Chaleur dans les écoles : le débat sur les compétences fédérales relancé
Alors que la canicule s’installe à nouveau sur la Suisse alémanique, la conseillère nationale Laura Gantenbein (Verts/SO) propose un « fonds chaleur » fédéral pour adapter les bâtiments scolaires aux températures extrêmes. L’UDC s’y oppose fermement, invoquant la subsidiarité cantonale et communale.
Des milliers d’élèves reprennent le chemin des classes en Argovie, à Bâle, Glaris, Saint-Gall, Soleure, Schwyz, Thurgovie et Berne, alors que le mercure grimpe. Avant les vacances, une température de 37 degrés avait été enregistrée dans une classe de Horgen (ZH). Un record qui interpelle.

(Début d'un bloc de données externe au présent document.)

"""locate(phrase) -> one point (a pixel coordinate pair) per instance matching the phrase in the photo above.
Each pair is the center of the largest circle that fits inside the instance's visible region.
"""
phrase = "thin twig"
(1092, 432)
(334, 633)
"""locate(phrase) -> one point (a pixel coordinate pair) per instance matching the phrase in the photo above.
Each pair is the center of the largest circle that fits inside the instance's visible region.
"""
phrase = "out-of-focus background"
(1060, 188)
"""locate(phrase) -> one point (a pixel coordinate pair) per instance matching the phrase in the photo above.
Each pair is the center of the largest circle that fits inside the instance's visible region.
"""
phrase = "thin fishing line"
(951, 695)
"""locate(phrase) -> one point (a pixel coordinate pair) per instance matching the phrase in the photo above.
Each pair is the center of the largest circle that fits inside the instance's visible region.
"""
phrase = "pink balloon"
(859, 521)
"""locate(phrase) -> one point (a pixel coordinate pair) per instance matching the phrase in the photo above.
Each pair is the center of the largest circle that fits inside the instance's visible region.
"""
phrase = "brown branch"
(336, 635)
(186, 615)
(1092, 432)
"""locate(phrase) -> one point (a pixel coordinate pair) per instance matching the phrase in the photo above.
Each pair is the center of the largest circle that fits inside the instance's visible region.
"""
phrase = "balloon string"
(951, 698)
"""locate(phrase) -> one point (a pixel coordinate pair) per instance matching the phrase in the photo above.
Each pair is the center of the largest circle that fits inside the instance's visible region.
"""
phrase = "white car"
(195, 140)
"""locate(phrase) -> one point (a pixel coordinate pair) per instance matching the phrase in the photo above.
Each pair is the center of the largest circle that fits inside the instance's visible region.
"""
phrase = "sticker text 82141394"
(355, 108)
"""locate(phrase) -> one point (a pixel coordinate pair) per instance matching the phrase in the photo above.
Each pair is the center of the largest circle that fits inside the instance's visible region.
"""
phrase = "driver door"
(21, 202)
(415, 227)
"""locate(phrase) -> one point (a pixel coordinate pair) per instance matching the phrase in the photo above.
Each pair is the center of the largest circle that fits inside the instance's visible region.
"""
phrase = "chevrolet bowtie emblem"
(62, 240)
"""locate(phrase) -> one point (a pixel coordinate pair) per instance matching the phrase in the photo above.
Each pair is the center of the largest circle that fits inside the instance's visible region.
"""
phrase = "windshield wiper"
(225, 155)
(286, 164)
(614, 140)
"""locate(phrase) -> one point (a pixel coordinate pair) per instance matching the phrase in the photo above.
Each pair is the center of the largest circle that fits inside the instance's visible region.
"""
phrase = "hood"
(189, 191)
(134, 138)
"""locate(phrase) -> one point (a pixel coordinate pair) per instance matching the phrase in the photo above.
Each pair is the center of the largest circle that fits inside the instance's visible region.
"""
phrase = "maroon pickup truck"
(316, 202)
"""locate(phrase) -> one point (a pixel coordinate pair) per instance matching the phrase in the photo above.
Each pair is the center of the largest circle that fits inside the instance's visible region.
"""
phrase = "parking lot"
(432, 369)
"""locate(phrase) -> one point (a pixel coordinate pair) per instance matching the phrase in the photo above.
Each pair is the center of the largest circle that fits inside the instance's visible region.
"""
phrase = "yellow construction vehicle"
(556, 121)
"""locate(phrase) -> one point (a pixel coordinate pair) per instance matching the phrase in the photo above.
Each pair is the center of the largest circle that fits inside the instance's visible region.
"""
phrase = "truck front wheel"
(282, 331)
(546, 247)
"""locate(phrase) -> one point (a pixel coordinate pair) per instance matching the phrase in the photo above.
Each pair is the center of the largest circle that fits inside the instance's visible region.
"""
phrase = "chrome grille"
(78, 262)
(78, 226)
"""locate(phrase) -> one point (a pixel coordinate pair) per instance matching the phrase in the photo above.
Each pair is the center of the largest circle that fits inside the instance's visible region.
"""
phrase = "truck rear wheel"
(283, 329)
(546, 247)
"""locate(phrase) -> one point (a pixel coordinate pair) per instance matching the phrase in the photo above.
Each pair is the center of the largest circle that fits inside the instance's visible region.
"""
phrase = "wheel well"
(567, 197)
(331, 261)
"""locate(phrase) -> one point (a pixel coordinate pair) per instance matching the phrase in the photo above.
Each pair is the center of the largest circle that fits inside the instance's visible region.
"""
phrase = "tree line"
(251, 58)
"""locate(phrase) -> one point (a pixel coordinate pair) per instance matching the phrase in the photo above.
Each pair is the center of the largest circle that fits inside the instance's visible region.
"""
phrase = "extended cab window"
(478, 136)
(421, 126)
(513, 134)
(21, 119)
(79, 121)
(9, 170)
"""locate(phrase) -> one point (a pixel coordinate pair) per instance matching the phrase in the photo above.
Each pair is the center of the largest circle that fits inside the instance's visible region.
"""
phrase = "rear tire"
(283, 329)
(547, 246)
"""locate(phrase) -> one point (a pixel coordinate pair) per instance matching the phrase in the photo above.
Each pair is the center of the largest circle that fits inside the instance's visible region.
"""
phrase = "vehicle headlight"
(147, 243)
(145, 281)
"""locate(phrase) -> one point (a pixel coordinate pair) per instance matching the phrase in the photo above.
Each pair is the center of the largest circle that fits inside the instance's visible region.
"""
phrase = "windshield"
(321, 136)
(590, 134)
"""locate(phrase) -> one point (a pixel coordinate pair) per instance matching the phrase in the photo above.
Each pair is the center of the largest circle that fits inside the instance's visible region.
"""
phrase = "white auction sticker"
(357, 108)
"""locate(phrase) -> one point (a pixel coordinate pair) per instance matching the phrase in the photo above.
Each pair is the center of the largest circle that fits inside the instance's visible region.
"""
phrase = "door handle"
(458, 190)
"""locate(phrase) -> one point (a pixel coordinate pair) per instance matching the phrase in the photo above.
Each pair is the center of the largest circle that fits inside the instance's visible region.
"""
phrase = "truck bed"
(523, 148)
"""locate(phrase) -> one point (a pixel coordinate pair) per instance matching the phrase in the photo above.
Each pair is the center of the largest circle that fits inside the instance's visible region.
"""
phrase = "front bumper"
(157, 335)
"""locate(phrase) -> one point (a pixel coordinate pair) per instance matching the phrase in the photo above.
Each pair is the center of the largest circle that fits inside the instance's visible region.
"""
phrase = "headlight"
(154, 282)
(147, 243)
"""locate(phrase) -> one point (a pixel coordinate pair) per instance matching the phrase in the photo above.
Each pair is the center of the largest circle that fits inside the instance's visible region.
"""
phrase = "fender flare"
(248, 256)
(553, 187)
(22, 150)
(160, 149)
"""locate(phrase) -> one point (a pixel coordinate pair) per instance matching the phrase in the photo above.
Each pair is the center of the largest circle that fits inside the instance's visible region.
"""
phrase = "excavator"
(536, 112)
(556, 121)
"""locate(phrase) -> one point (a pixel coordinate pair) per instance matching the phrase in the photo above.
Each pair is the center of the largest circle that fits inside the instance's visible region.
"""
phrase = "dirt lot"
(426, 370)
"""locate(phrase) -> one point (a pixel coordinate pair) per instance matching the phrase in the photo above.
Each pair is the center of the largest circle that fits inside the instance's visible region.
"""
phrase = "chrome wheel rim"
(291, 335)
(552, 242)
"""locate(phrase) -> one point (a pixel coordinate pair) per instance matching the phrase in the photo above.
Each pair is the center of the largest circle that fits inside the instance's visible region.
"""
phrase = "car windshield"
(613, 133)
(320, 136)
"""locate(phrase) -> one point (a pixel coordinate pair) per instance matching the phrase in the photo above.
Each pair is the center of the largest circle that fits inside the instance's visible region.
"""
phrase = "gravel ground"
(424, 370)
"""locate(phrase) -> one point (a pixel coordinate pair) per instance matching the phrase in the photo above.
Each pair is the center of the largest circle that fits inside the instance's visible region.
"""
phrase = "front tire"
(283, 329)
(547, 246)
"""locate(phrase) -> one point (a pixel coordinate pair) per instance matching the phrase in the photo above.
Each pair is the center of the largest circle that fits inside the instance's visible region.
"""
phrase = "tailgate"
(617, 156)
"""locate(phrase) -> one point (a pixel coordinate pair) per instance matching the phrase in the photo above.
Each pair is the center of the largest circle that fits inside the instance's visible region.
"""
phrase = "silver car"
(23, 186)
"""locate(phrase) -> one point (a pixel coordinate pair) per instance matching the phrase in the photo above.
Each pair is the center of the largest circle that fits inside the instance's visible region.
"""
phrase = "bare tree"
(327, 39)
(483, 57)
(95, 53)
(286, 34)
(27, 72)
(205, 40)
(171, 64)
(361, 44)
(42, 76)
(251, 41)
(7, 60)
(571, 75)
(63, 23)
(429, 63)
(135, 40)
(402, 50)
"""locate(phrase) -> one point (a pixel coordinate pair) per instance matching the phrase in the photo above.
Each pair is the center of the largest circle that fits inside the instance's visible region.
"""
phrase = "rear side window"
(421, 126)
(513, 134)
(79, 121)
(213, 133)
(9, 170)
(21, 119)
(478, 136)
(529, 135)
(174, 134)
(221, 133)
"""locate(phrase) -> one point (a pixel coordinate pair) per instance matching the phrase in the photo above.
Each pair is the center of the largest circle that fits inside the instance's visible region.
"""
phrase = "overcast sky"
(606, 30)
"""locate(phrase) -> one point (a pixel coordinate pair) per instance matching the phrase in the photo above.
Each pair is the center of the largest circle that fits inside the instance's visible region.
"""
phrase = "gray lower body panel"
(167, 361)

Une motion pour des bâtiments résistants à la chaleur
Laura Gantenbein dépose deux motions. Elle demande davantage de végétalisation, des bâtiments résistants à la chaleur et, « si ces mesures passives ne suffisent pas », l’installation de systèmes de refroidissement économes en énergie. Selon elle, au-delà de 26 degrés, « la concentration, les performances d’apprentissage et la santé » des élèves sont affectées. Elle s’appuie sur les revendications de l’association faîtière des enseignants.
« Il n’existe aujourd’hui aucun standard minimal contraignant à l’échelle nationale pour protéger les écoles contre la chaleur », souligne-t-elle. « De nombreux responsables scolaires et leurs bâtiments ne sont pas préparés aux nouvelles conditions climatiques. »
Un fonds fédéral pour financer les travaux
Le coût des transformations étant élevé, la motion prévoit un « fonds chaleur » temporaire, financé par la Confédération. Le montant et la source de financement restent à déterminer. Gantenbein reconnaît que les écoles relèvent des cantons et des communes, mais estime que « la Confédération a un intérêt considérable à garantir la santé, l’égalité des chances et des conditions d’apprentissage sûres dans toute la Suisse, indépendamment de la capacité financière d’une commune ».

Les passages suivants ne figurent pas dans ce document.